With similar determination, Kanaan decided he should be the fittest man in North American racing. He works out virtually every day, running, cycling and swimming — sometimes in the company of some of the other Brazilian drivers who have congregated in Miami — and he regularly competes in triathlons.
In 1996, Kanaan was runner-up in the Indy Lights championship — behind Canada’s David Empringham — and in 1997 he narrowly took the title, just four points ahead of teammate Castroneves. He graduated to Tasman’s Champ Car team in 1998.
His five years in Champ Car — two with Tasman, three with Mo Nunn Racing — were mostly frustrating. He was obviously quick, but the teams were not of the highest calibre and he took just one win, a rather fortuitous one, when he passed a fuel-starved Max Papis on the last lap of the 1999 Michigan 500.

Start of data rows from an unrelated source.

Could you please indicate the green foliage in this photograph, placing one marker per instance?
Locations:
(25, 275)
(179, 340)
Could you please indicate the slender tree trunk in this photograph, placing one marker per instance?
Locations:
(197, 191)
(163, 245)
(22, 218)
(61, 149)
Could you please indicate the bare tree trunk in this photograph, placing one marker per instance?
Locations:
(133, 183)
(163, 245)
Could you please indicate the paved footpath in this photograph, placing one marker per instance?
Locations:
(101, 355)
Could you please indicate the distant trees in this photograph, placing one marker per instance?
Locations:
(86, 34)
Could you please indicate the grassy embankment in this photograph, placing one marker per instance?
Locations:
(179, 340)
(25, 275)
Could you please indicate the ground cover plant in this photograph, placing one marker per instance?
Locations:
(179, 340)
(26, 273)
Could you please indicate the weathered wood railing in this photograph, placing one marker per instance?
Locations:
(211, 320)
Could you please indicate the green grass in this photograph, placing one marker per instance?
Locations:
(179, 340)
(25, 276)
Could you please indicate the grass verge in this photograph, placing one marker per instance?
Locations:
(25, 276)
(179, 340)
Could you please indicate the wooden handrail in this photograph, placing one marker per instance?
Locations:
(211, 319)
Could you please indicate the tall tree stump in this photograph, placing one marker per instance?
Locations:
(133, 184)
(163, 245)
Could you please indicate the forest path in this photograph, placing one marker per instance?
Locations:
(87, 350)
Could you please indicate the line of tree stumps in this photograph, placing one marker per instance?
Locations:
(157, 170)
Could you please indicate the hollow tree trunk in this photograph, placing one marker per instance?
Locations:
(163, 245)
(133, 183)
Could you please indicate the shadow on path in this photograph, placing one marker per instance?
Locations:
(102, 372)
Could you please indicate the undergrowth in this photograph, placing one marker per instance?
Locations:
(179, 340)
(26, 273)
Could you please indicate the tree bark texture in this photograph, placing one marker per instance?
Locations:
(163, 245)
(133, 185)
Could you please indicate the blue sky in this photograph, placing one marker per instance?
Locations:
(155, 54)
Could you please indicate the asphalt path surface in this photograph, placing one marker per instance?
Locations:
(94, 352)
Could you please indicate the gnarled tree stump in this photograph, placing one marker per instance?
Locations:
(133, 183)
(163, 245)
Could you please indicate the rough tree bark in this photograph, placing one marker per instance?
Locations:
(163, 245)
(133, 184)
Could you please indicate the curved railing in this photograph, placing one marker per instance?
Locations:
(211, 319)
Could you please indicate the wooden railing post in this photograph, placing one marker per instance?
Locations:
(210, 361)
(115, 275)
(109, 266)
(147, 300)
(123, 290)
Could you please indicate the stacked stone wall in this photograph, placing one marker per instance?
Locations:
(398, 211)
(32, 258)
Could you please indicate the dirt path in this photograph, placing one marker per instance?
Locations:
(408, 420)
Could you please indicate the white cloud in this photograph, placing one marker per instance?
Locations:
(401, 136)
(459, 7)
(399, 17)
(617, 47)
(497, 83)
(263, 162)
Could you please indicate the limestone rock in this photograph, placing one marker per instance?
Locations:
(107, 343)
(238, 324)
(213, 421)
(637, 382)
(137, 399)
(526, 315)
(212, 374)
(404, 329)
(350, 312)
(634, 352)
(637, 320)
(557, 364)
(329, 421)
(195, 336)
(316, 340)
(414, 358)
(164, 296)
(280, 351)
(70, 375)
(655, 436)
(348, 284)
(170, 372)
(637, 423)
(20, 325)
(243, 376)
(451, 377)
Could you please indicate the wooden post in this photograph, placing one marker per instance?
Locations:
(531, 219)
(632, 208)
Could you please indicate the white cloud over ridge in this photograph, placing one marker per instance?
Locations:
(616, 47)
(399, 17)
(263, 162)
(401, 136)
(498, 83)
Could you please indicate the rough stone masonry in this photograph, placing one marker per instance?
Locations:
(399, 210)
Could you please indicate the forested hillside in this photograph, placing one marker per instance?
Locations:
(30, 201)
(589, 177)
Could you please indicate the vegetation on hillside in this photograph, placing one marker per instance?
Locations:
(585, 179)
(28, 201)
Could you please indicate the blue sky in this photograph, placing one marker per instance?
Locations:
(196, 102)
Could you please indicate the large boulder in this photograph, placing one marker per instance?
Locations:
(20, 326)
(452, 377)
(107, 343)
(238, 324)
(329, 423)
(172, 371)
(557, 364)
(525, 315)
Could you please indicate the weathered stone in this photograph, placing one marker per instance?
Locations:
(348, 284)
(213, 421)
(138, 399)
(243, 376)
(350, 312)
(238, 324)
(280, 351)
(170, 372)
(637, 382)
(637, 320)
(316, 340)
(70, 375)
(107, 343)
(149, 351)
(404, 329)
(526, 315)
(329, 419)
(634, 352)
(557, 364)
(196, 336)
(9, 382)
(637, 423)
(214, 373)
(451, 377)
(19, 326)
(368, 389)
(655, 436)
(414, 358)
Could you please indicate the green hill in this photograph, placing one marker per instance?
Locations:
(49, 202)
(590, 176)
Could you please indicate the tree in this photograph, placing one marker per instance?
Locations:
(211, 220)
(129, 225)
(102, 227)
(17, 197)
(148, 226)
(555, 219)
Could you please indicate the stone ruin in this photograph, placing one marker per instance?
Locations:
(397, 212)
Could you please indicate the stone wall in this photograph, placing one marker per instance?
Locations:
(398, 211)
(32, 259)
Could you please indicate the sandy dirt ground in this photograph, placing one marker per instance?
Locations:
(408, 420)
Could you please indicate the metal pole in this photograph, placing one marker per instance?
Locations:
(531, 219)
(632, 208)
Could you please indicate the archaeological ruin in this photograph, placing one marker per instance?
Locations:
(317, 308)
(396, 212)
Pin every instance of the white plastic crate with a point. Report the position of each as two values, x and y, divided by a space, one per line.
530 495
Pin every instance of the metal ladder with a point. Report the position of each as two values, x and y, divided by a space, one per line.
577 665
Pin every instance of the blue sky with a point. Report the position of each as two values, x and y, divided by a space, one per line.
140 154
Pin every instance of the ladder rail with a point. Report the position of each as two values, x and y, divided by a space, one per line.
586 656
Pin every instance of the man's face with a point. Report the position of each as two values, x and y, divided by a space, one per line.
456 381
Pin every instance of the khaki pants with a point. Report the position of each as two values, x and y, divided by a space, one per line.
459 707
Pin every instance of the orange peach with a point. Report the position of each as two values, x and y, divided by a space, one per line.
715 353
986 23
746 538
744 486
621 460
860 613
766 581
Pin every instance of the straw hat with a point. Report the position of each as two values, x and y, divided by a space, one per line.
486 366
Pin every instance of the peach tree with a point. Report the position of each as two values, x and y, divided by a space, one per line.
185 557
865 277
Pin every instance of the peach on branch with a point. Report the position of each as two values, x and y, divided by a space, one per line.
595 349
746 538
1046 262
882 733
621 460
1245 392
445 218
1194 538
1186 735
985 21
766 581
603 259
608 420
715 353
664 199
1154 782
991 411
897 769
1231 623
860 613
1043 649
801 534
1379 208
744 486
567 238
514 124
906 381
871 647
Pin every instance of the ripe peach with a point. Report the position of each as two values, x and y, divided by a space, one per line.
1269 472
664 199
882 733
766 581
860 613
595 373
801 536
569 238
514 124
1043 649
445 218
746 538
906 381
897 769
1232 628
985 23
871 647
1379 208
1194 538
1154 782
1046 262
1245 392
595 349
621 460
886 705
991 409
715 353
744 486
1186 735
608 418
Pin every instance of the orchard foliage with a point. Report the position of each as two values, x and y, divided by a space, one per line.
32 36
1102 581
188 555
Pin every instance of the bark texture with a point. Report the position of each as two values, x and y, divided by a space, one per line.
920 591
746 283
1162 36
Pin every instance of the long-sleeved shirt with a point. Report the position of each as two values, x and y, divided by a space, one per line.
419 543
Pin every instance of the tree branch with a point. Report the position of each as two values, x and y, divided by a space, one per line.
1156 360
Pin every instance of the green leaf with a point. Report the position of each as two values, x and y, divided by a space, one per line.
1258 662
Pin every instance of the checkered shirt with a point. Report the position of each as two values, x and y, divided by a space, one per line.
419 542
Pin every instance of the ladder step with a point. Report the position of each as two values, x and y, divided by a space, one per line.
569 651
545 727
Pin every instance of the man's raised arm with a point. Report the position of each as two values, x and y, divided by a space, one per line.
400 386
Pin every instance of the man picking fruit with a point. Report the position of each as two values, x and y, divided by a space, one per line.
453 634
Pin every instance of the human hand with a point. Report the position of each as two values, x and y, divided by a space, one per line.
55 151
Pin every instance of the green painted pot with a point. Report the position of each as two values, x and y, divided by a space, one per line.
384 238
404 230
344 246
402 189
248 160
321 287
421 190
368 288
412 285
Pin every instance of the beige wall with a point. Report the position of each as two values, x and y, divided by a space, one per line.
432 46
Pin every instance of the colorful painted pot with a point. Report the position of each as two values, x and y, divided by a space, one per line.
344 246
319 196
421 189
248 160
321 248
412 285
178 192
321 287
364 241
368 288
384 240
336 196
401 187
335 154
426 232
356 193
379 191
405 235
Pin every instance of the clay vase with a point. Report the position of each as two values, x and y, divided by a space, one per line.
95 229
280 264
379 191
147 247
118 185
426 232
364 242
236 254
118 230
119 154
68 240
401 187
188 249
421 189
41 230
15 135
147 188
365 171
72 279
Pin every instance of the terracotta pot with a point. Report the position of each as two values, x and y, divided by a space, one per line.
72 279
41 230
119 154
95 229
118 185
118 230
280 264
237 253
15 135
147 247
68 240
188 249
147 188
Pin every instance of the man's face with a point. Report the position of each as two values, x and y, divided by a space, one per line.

At the end of 2002, as momentum in North America’s open wheel racing war was beginning to shift in favour of the IRL, Kanaan gladly accepted an offer to join the AGR IndyCar team alongside Dario Franchitti, Dan Wheldon and Bryan Herta. He took his first IRL victory at Phoenix in 2003 and won three times in 2004 on his way to giving AGR its first IndyCar championship.
This was the first of three championships in four years for AGR. Wheldon won the title in 2005, but promptly left for rival Ganassi Racing. Franchitti claimed the crown in 2007, only to abandon open wheel racing in favour of NASCAR.
The FutureToday, Kanaan is partnered with Danica Patrick, Marco Andretti and rookie Hideki Mutoh and is clearly looked upon as the team leader or, as he puts it, “the old man on the team... I have two young guys and a girl there who are probably relying on me a lot more than I’m relying on them.”
His contract is currently up for renewal and, thinking long-term, he is reportedly seeking
a guarantee of a managerial position on the team once his driving career is over.
Despite his natural inclination to clown around — he and Franchitti were known as the IRL’s prime pranksters with a penchant for practical jokes — he now finds himself with the responsibility of a family. His wife Dani gave birth to their first child, son Leonardo, last September.
“That’s definitely changed my life. It’s something I wanted for a long time and his arrival definitely made me rethink a lot of things that I want to do for my life and for him,” he said. “It was the best feeling I ever had. He is a joy every day and every moment. But if people are expecting me to slow down, I don’t think so. I’ve probably got to win more races to pay for his diapers.”
The cost of the diapers, however, is nothing compared to his one true indulgence — his collection of exotic cars. The Kanaan garage is home to a Ferrari 430, a Ferrari 360 Stradale, a Range Rover, a Porsche Cayenne Turbo sport-utility vehicle, an Acura RL luxury sedan and, most impressively, a Mercedes-Benz SL65 which has been tuned to produce 815 horsepower — even more than his Dallara-Honda IndyCar.
“I love my cars. You know, some girls have many shoes, I have a lot of cars,” he said. The man who was sleeping on the floor of a race-shop just 12 years ago has come a long way. He can now afford some very expensive toys.